想起前世因为自己的不作为,外公和舅舅一直都没变的融洽,最后外公临走连个送终的人都没有,顾子归心里一阵泛酸。
顾子归也不知道该怎么劝他,只能说这些事情都已经过去了,不要再多想。
袁南毕竟也不是会为了过去而计较不休的人,被顾子归那副担忧的模样逗乐了,笑着拍拍她的脑袋,笑道:“你不用担心我!舅舅都这么大的人了,难道还不知道过去的事情就是过去了,后悔也没用的道理吗?”
顾子归撅嘴卖了个萌:“我这不是担心舅舅你嘛!”心头哀嚎,为了当一个好外甥女,她的牺牲也真够大的。幸好军医,文绯和曹颖凤他们没看到自己现在这副卖萌的样子,不然准得嘲笑不已。
这副模样果然逗乐了袁南,心情也好了几分,捏了捏她的脸,这才正色说道:“所以,当初你告诉我,萌萌的事情或许跟文家有关系的时候,我心里也是打了个突。难道文易宝会因爱生恨?如果真的是这样,他当初就可以报复,为什么非得等几年之后,在你出生之前再报复?而且,文易宝那个时候是个很阳光的年轻人,成天都是笑呵呵的陪在萌萌身边。萌萌会选择顾博,也是因为他当初的消失,再怎么说,他也不能责怪萌萌吧?”
文易宝曾经是个很阳光的人?想起中年文易宝那种带着笑容,笑意却从来不能到达眼底的模样,她有些不敢相信。
如果文易宝真的曾经是那样的人,那又是什么,会让他变了一副模样?袁家跟文家根本不能相提并论,文易宝应该不会刻意为了袁萌而去B市。这么一来,两人的相遇就是偶然。既然是偶尔,那么动心也是真的。动了心,又陪在袁萌身边那么久,文易宝的阳光又怎么会是刻意假装出来的。他变成现在这副模样,恐怕只能是因为后来发生了什么突变吧。这一点,从他连自己的亲侄女都能够算计,就能够看出他现在绝对跟阳光,光明磊落这种词不能联系到一起了。
“这件事现在还不知道,等调查清楚了,我肯定会告诉舅舅。”这件事,她并不想再让舅舅和外公被牵涉进来。
袁南何尝看不出她什么都不想说?不过他相信,等调查到一定程度,她肯定会告诉他们的。现在不说,只能说明她手中掌握的东西不足以证明她的猜想。

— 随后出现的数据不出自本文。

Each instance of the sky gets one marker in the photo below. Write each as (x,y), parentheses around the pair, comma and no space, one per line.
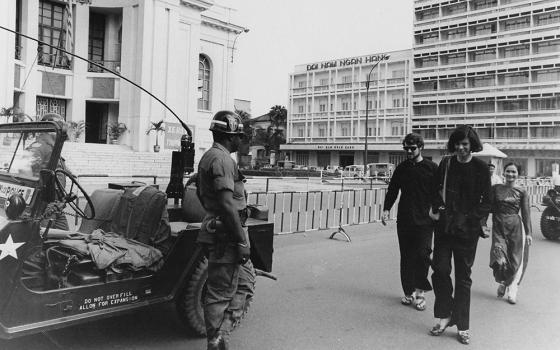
(286,33)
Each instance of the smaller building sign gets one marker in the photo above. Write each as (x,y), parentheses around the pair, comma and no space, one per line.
(173,133)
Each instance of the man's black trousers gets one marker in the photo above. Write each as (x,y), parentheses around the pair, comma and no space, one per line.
(415,244)
(448,304)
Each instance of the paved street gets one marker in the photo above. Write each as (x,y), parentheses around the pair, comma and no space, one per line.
(337,295)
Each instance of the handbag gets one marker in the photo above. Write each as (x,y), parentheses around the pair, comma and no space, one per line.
(437,216)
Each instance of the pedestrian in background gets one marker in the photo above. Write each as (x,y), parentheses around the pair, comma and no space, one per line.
(414,178)
(462,207)
(494,178)
(511,234)
(220,188)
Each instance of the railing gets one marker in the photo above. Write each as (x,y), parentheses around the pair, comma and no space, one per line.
(112,65)
(302,211)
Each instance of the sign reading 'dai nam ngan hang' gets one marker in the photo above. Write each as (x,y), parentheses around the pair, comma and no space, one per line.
(348,62)
(173,133)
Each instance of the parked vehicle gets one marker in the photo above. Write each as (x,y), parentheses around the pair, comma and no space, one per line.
(49,281)
(286,164)
(356,170)
(381,170)
(550,217)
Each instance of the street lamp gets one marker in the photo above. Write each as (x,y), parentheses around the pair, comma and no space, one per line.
(246,30)
(367,113)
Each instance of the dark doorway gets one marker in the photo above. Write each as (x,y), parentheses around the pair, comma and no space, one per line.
(97,115)
(324,159)
(346,159)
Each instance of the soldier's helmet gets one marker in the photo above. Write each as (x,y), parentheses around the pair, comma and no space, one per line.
(57,118)
(227,122)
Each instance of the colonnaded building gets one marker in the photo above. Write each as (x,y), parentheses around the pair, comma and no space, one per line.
(328,103)
(180,50)
(493,64)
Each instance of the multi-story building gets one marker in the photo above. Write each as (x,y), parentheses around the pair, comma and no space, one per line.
(327,109)
(181,51)
(493,64)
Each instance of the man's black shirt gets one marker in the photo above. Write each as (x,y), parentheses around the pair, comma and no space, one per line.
(416,182)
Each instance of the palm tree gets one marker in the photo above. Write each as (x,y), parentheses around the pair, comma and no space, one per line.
(157,127)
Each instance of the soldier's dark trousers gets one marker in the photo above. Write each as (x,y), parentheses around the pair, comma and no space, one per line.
(415,245)
(230,288)
(447,304)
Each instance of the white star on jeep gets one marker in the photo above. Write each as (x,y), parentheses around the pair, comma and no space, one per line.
(9,248)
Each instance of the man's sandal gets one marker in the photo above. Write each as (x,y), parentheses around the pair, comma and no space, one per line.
(420,303)
(407,300)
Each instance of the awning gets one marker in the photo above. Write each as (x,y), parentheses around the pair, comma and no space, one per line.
(490,151)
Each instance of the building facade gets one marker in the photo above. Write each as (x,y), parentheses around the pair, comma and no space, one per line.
(179,50)
(493,64)
(328,104)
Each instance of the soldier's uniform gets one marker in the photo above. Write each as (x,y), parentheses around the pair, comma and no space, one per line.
(230,285)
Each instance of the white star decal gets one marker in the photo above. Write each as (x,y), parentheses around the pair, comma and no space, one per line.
(9,248)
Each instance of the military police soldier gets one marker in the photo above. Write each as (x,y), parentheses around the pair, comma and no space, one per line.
(231,276)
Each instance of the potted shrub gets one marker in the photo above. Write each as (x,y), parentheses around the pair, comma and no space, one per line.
(75,130)
(157,127)
(115,131)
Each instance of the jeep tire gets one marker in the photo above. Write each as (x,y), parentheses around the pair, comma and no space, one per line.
(190,300)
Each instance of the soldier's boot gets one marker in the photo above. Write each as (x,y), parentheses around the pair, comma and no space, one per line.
(219,342)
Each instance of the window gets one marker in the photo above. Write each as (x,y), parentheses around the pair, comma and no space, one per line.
(450,84)
(397,129)
(513,106)
(516,51)
(483,29)
(542,132)
(515,78)
(425,110)
(50,105)
(546,103)
(512,133)
(482,4)
(517,23)
(96,40)
(454,58)
(481,81)
(52,26)
(548,18)
(552,46)
(547,75)
(483,55)
(426,62)
(481,107)
(204,79)
(454,108)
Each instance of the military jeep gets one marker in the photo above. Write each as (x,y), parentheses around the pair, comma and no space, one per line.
(48,283)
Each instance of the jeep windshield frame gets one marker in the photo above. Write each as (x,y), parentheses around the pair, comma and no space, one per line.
(16,143)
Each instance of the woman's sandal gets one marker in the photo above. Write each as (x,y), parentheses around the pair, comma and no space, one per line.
(407,300)
(438,330)
(501,291)
(464,337)
(420,303)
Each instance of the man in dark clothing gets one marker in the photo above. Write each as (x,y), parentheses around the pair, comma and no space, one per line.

“好吧!等你调查出来,一定要在第一时间告诉舅舅!”袁南选择相信她,揉揉她的头发,这才说道。
顾子归笑着答应了下来,又想起早已过世的外婆的事情。
“舅舅,外婆是姓云,对吗?”
袁南一愣,不知道她的话题怎么忽然跳跃到这里了。不过也没多问,只是点点头:“是啊!前几次拜祭的时候,你不也见到过了?”
顾子归笑嘻嘻的缠着他:“舅舅,那外公当初跟外婆是怎么认识的啊?难道也是跟别人说的那样,是组织上介绍的?”顾子归是知道的,外公那一辈结婚,大多都是组织上给介绍。之前也曾听袁泽文含糊说过,好像是那么一回事。后来让纪肥羊他们调查,到现在为止,她也没去问过,对实情倒也不太清楚。